Fundamental and non fundamental objections of genome editing in humans

Braun, Schickl and Dabrock try to “map the underlying ethical arguments” (p6ff in “Moral Hazard” 2018) against human genome editing.

The various objections against germline genome editing can basically be divided into (1) fundamental (i.e. against the context of research and application) and (2) non fundamental (i.e. only against the context of application) arguments. The most prevalent fundamental arguments are (a) arguments of human dignity (b) arguments of naturalness and (c) slippery slope… The most common argument within the ethical (as well legal) debate on the use of genome editing techniques, like CRISPR technologies, is the safety argument as a non fundamental objection.

While I think the differentiation of fundamental vs non-fundamental is important for discriminating relevant from irrelevant arguments, the definitions are not fully clear. What is “context of research” – subject, object or objective? And what is “context of application” – the procedural conditions?

“Fundamental” may not be the best label as “fundamental” in German usually claims to be the  only right doctrine. Anyway, a fundamental argument will be an argument that cannot be easily overcome by a counter-argument as it is it is deeply grounded, heavy-weighted and basis for other conclusions.  A non-fundamental is just a non fundamental argument that can be rebutted immediately or in the foreseeable future.

The classification of fundamental by Braun, Schickl and Dabrock is even problematic as well. “Naturalness” is not a fundamental argument as it is nearly impossible to define a “natural” human genome. IMHO “slippery slope” is also not a logical argument at all – having more fear mongering elements than a  strict consequentialist logic.

I would therefore like to split any fundamental objections by the disciplines where they originate: (a)  philosophical/theological anthropology (b) biology and (c) sociology.

-- anthropology
  .. human dignity
  .. missing embryonal consent
  .. genetic heteronomy
-- biology
  .. off target risks / safety
  .. unknown genetic background effects
  .. unknown next generation effects
  .. dissolution of species boundaries
-- sociology
  .. missing societal consensus
  .. new naturalism
  .. new eugenics
  .. new racism
  .. medical necessity
  .. ethics vote
  .. no pre-tests
  .. no trial exit strategy
  .. conflicts of interest
  .. consent without alternatives
  .. and all Krimsky rules

Safety could of course could be a fundamental argument as set out by Nüsslein Vollhard: we can not 100% predict from one cell the fate from another cell.

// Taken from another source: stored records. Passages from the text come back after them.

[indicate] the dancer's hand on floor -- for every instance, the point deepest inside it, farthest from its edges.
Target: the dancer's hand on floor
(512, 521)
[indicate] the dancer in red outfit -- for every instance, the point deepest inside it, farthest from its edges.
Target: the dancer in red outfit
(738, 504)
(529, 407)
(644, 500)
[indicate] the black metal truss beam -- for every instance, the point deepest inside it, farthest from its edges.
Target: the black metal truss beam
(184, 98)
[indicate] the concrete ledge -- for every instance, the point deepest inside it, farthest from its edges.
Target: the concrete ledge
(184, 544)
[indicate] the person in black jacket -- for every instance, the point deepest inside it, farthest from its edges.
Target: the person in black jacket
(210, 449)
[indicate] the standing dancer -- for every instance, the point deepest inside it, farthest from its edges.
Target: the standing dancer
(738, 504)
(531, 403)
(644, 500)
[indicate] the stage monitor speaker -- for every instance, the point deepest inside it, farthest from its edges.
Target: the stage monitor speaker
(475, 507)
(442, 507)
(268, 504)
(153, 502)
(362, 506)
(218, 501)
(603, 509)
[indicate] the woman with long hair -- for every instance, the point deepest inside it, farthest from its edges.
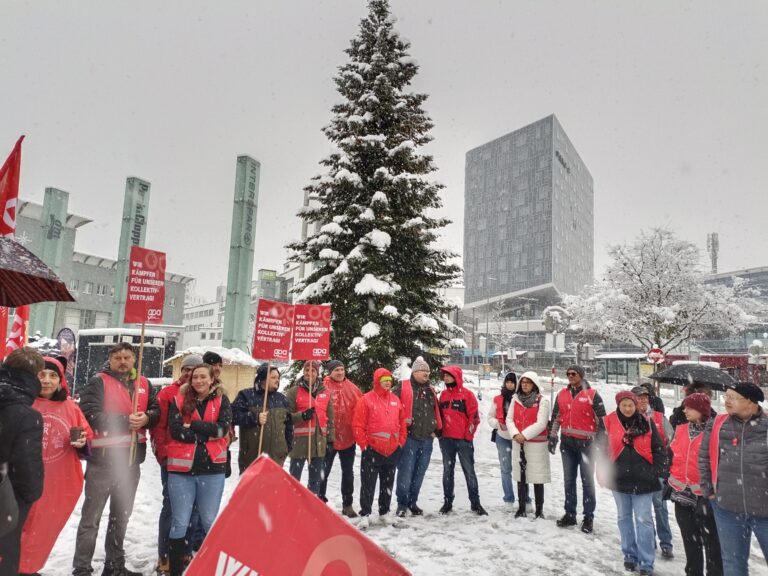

Maybe this very first classification of arguments could be a further step into a more rational ethical discussion.

Braun, Schickl and Dabrock write on the same page that “the potentiality argument … which is considered to be the strongest argument for absolute embryo protection, is increasingly criticized by ethicists” citing Schöne-Seifert et al 2013 and  themselves as Schickl et al 2014. Their argument: we can reprogram now adult cells, the potentiality is therefore not a unique property of the human embryo, the embryo therefore has not any unique value, the embryo does not need protection.
I ask – instead of REVOKING potentiality of the human embryo why not EXPANDING potentiality to reprogrammed stem cells?
I have also doubts that a “reprogrammed” stem cell will ever have the unique potentiality of an embryo in situ for 3 reasons:
1. a stem cell is not a de novo creation but just a replication.
2. a stem cell will never replicate the complicated epigenetic pattern of an embryonic cell (which is a unique part of the embryonic identity, putting the Schickl argument in a row of genetic exceptionalism arguments).
3. lastly there is never ever maternal support of a stem cell, ignoring the complex biological support chain of human embryos.

And of course potentiality cannot be denied from a biological standpoint. It can be even exactly quantified: One of three fertilized eggs will develop into a human.